# cutting fiber optic strands.



## secretreeve (Sep 11, 2012)

Forgive the dodgey looking paint image.

I need to use fiber optics to light some strobes, you can see how they would protrude from the model, but I'm looking for tips on cutting them down flush with the hull.

Any ideas?

They will be 4/5 0.5mm strands.


----------



## tardis1916 (Mar 24, 2004)

I usually use a pair of finger nail clippers. :thumbsup:


----------



## secretreeve (Sep 11, 2012)

do they get the optics completely flush?


----------



## SteveR (Aug 7, 2005)

You could try diagonal cutters, also called wire cutters. Those should cut flush.


----------



## steve123 (Feb 9, 2009)

Cut some and see.. I use my sprue clippers too.
I thought you were an experienced modeler..you peed all over a ready made light kit..TWICE..but you don't know how to cut FO?

Back to school...

Steve


----------



## Mr. Wabac (Nov 9, 2002)

It doesn't make a huge difference what you use to cut them, whether it is nail clippers, wire cutters or something else.

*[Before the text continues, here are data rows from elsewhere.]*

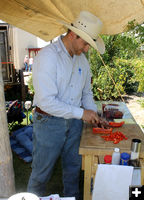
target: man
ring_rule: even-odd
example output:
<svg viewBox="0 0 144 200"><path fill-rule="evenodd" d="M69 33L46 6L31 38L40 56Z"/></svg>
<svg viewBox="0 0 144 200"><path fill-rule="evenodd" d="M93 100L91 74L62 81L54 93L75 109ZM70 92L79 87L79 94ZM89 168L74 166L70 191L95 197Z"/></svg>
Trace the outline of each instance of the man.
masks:
<svg viewBox="0 0 144 200"><path fill-rule="evenodd" d="M33 163L28 191L45 195L46 182L61 155L64 196L79 196L81 157L78 155L82 120L105 125L97 115L91 92L86 53L92 45L104 53L101 21L82 11L68 33L43 48L33 64L35 90Z"/></svg>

What you have to do is "lens" the F.O. once it is cut.
This is done by gently heating the end of the F.O., which will also cause it to bloom outward slightly (which helps prevent it from being pulled back through the hole).

You can use a flat object to heat it, which would also make it relatively flat against the mounting surface.


----------



## secretreeve (Sep 11, 2012)

Thanks Wabac. appreciated that.

Steve, fiber optics is new to me but modelling and led work is not. That kit, i didnt pee over it, I was against its presentation and gave my oppinion based on that.

I also asked because the optics will be cut at an angle and because this is a commission piece need to make sure the optics will be fine.


----------



## Trek Ace (Jul 8, 2001)

I just use flush cutters.


----------